CloudNFV provides a unified orchestration, configuration and service management solution, which acts as a next generation OSS – lightweight, distributed and event-driven. It dynamically integrates and controls network services across vendors, domains, Clouds and management systems.
With CloudNFV customers can rapidly onboard all the elements of their use-cases (VNFs, VNFMs, NFVOs, VIMs, Host APIs, etc.) as re-usable software objects registered in a Catalog. The objects can be declaratively composed into “intent-based” (infrastructure-independent) Network Services that are self-scaling, self-healing and self-optimizing.
CloudNFV supports multi-vendor, multi-VNFM, multi-Cloud and multi-VIM scenarios for a wide-range of Operator use-cases (vIMS, vEPC, VoLTE, C-RAN, vCPE, SD-WAN, etc.). CloudNFV enables automated management of end-to-end SLAs in a multi-vendor, multi-domain scenario.

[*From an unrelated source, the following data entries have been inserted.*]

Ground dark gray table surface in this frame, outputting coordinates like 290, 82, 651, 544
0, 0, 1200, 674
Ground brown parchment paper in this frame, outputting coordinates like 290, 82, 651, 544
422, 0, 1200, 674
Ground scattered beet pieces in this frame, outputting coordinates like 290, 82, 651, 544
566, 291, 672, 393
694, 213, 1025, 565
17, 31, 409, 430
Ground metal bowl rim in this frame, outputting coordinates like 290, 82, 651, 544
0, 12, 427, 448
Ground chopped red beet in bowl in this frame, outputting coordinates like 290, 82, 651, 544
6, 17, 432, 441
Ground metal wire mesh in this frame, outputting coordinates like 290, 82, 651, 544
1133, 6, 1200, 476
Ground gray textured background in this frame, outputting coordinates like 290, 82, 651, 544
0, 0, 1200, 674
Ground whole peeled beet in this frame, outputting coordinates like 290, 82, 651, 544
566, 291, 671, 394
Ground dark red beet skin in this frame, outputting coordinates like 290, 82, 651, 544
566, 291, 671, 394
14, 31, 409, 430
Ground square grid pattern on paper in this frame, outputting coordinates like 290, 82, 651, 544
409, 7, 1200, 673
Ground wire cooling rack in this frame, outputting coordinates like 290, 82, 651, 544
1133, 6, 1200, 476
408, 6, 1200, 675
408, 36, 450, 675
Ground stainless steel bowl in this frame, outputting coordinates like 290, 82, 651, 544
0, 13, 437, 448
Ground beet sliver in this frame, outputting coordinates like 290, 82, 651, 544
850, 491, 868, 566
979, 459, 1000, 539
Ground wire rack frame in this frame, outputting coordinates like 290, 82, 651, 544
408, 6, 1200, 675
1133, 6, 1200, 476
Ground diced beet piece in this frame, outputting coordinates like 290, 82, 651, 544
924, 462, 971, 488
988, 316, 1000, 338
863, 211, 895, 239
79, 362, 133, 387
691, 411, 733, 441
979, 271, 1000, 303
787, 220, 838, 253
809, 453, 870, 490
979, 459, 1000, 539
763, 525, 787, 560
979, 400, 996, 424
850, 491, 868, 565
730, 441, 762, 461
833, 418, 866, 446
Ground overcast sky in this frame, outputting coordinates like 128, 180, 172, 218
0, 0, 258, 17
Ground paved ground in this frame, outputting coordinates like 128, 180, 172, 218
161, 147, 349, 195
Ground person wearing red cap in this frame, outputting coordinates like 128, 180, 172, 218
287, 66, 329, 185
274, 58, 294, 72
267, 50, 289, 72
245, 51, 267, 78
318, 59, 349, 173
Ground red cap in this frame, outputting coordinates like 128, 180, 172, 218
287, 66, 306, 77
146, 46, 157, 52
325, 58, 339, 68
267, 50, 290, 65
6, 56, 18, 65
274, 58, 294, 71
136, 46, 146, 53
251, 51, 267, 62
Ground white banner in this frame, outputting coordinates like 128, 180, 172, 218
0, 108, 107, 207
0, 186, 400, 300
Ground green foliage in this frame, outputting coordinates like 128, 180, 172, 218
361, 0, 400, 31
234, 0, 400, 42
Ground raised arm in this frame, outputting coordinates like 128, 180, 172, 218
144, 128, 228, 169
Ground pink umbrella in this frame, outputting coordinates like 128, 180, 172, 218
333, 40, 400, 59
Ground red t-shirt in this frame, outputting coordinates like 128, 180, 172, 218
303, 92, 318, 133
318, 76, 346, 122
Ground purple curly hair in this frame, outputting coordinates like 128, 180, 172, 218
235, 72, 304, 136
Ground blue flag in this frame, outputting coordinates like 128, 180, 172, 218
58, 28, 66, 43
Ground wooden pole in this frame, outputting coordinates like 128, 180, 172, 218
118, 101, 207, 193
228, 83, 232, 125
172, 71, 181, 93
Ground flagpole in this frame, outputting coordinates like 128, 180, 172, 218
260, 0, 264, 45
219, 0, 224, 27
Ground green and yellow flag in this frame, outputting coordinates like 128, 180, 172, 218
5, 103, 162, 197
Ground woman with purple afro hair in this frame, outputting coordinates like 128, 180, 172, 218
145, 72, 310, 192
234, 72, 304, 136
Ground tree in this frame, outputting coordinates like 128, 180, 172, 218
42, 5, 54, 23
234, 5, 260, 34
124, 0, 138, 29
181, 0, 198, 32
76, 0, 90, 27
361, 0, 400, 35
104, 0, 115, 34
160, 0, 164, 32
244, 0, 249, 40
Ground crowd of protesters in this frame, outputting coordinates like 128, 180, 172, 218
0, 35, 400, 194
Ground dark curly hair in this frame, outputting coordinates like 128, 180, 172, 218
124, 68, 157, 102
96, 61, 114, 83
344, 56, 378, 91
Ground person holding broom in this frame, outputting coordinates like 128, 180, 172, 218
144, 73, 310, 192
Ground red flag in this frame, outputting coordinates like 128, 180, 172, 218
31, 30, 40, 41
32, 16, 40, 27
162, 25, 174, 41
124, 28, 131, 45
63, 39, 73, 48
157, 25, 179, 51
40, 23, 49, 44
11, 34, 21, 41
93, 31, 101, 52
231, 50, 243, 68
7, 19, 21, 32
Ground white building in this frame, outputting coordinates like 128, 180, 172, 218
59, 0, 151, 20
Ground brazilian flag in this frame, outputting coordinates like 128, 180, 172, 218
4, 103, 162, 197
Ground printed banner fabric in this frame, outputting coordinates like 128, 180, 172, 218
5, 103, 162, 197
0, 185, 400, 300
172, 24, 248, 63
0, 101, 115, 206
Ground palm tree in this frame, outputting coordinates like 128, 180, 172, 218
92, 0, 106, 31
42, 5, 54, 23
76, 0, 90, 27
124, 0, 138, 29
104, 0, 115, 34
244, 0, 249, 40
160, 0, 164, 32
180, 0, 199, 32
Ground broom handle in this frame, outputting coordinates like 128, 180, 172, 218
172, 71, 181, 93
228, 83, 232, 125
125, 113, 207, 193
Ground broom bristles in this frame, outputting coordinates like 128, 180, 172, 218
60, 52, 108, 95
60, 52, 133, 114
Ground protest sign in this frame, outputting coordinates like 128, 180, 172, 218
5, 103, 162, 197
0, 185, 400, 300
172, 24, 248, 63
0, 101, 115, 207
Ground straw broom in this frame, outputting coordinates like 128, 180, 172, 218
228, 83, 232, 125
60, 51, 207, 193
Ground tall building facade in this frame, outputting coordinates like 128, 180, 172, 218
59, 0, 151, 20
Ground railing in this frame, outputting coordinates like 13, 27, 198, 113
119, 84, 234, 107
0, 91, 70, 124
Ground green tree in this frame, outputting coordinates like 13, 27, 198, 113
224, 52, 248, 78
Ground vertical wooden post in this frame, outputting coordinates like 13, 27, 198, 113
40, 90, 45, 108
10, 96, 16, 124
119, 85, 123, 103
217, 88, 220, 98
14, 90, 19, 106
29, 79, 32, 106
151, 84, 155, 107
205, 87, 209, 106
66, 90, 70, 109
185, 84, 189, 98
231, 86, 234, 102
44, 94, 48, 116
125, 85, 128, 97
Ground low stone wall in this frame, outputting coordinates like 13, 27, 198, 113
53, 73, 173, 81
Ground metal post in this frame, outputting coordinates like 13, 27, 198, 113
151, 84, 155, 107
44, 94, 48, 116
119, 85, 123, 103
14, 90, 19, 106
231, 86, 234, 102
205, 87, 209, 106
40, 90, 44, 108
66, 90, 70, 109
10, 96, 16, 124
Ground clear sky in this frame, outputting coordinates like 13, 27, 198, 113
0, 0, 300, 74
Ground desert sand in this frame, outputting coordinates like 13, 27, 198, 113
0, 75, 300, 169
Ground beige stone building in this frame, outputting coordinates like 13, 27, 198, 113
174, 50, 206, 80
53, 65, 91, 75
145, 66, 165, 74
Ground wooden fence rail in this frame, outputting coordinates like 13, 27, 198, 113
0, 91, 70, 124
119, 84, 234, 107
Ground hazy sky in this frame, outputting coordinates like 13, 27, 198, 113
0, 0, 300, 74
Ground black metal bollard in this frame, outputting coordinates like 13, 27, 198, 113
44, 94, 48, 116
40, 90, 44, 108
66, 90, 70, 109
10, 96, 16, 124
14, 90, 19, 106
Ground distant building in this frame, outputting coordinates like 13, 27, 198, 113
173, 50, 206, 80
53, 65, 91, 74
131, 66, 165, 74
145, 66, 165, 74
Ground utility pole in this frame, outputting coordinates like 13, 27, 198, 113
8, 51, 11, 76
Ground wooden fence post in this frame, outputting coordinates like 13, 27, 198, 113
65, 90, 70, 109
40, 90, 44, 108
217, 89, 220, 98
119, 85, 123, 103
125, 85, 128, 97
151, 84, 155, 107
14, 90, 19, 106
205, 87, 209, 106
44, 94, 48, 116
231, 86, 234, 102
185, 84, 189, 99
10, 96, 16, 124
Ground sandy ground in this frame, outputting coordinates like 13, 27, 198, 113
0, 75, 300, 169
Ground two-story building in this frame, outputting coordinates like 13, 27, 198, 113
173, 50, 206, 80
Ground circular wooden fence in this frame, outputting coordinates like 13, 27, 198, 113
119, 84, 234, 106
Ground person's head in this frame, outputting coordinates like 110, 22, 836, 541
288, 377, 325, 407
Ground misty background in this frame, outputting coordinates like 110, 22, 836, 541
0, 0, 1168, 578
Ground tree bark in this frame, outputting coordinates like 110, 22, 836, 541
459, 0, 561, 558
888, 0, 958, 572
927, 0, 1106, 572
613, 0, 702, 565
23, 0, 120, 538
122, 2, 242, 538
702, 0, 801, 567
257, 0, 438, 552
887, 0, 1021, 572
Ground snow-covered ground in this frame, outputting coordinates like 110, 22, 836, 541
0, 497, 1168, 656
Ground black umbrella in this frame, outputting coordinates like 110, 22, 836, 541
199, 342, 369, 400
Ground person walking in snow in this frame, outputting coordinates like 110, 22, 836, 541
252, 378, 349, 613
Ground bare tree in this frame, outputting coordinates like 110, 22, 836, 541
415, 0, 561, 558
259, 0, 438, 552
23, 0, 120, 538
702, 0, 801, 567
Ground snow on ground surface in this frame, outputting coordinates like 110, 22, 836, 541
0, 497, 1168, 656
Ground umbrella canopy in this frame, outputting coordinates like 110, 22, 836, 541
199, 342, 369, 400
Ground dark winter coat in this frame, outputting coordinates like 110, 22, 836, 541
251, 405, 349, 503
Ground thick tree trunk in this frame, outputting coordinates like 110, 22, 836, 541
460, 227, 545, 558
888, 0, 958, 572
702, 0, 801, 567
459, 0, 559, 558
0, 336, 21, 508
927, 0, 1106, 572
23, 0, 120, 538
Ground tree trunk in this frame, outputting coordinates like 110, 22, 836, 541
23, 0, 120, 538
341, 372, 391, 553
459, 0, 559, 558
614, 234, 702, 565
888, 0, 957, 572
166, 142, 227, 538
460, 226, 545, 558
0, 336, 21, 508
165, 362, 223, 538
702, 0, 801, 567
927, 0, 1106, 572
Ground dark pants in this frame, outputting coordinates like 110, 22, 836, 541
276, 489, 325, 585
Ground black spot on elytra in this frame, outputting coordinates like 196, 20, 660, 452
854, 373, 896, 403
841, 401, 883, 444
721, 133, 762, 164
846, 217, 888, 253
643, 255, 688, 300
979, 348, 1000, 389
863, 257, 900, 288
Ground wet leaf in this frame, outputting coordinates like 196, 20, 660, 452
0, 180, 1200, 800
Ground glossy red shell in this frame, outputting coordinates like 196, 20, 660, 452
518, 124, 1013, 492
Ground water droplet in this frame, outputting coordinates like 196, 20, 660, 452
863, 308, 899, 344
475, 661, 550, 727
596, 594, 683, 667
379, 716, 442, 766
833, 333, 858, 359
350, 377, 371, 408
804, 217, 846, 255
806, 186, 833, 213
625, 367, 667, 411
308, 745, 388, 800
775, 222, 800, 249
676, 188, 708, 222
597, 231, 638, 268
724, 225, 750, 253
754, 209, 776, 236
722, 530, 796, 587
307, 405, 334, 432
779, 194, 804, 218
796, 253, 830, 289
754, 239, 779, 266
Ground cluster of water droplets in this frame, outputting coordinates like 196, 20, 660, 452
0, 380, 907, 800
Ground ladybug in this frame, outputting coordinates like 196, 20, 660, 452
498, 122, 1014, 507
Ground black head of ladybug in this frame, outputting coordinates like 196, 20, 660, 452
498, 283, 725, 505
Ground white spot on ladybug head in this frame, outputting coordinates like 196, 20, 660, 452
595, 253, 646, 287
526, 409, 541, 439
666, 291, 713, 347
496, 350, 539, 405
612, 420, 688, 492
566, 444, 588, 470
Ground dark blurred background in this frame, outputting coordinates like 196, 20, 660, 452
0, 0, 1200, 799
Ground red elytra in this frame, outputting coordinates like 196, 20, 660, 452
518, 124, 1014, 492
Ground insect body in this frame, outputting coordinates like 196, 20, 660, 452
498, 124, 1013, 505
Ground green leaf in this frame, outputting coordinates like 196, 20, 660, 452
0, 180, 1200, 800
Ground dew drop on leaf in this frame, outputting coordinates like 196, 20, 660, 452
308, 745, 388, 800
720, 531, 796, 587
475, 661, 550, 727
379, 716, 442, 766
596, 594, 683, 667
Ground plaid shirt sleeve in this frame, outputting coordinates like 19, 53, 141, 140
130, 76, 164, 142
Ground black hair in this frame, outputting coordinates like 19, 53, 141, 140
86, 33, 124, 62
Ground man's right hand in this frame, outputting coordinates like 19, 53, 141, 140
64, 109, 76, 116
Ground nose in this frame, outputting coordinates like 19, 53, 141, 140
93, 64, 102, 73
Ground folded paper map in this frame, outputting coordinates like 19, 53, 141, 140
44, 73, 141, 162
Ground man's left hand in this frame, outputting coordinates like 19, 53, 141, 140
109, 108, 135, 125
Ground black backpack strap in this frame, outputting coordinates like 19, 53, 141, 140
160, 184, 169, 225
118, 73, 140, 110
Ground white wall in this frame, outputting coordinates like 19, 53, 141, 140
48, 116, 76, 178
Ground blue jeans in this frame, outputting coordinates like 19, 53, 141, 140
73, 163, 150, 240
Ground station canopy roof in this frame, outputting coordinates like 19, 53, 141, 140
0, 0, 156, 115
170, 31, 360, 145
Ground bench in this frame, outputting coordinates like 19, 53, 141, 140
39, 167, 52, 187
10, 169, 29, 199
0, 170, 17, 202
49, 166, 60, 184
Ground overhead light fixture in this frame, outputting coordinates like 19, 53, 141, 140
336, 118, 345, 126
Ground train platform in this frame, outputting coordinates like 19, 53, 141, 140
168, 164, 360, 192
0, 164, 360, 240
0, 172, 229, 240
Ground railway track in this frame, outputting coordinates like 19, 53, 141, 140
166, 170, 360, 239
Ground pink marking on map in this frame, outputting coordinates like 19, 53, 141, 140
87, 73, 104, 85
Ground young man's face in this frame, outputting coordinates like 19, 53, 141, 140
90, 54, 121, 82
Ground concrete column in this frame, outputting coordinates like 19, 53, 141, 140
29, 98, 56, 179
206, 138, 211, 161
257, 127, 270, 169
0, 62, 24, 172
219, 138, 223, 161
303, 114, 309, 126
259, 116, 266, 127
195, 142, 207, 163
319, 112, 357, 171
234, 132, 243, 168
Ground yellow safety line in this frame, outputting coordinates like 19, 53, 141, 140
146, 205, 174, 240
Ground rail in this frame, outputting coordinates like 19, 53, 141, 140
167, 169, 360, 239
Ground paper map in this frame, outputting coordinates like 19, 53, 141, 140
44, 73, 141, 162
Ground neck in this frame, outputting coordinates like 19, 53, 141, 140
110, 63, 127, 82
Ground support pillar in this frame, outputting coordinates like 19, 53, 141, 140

EnterpriseWeb is widely recognized as a pioneer in the NFV market. The company ran the first ETSI sanctioned NFV Proof-of-Concept, “CloudNFV” and subsequently collaborated with leading Operators and Vendors in six award-winning Catalyst projects in the TM Forum.
The Company won “Best NFV Interoperability” at Layer 123’s SDN & NFV World Congress at the Hague (October, 2017) and was recently awarded Light Reading’s Leading Lights “Best NFV Product Strategy” (May, 2018). CloudNFV is deployed at one of the world’s largest Communication Service Providers.
EnterpriseWeb is now leading the first Proof-of-Concept for ETSI Zero-touch Network and Service Management. An ambitious PoC demonstrating automated end-to-end SLA management in a multi-vendor, multi-domain scenario. The PoC team includes DT, Sprint, Amazon Web Services, Amdocs, EXFO, Infosim, Fortinet and Metaswitch.